Steve Monk

Steve Monk


It's never too late to find happiness in your legal career.


Steve Monk’s winding path included changing professions and leaving a stable job several times before finding his passion with CEO Law. His journey through law is a perfect example of how it is never too late to give yourself the chance to find happiness. 
 
After completing his engineering degree at Queen’s University, Steve worked at Lockheed Martin. Having worked as an engineer for a couple years, Steve decided that a career in engineering wasn’t for him, and he went back to school. Because of his coinciding interests in law and business, he completed a dual LLB MBA degree. 
 
Once he successfully completed law school, Steve worked on Bay Street at Davies, Ward & Beck LLP. Several years later, once again, Steve decided that big law was not his passion, and he went searching for his dream job.  Making use of his MBA, Steve went into telecommunications and worked at an entrepreneurial venture where they raised 40 million dollars. He then moved on to work for Wolters Kluwer, a global publisher. There, he worked in various markets including legal.  After 12 years working at Wolters Kluwer, the company was sold and Steve went back into law to manage Cognition LLP, an innovation law firm. 
 
Having jumped back and forth from engineering to law to business and everywhere in between, Steve had a lifetime of experience and skills that he could apply to his next and ultimate career stage. 
 
In 2017, at 52 years old, Steve started CEO Law. The goal was to change the status quo of legal services by creating a legal experience that is better for clients and lawyers. CEO Law lawyers don’t just tell clients what they need to do, they understand what clients want and tailor their service to fit the price point they can afford. 
 
CEO Law’s name is based on the acronym: Customer Employees Owners. Steve founded CEO Law with a commitment to happy customers, employees, and owners - in that order. This is their philosophy on how to build a great company. First, they focus on the customer’s happiness, then the employees’, and once both are satisfied, the owners will be happy as a result. 

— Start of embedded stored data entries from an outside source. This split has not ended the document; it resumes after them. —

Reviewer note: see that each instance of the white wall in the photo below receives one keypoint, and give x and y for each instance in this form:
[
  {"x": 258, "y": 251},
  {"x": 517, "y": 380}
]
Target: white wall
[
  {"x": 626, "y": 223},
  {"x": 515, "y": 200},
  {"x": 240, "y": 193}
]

Traditional law firms have the opposite model. The firm exists for the benefit of partners and clients are at the bottom of the totem pole. Customers must make their way to the firm building, pay for parking, and speak with a lawyer for an expensive fee. CEO Law turns that on its head, and lawyers meet customers where they are at instead.
 
As an entrepreneur, Steve enjoys making a difference and although there is risk taking, the reward is worth it. Being an entrepreneur is like being a parent. Steve is raising CEO Law with the highest degree of care and interest. With CEO Law, he has found a job where he is challenged and interested. He now has the satisfaction he lacked in previous positions because he has built something to help customers and built a team that supports one another.  
 
Steve suggests to anyone, if they are not happy with their current job, to think about what might make them happy and then try it. It’s hard to know exactly what you want to do until you try it, but once you do, it’s okay to make another change if you don’t like it. 

It’s not easy to find what you're passionate about but “work is love made visible” (Khalil Gibran, The Prophet).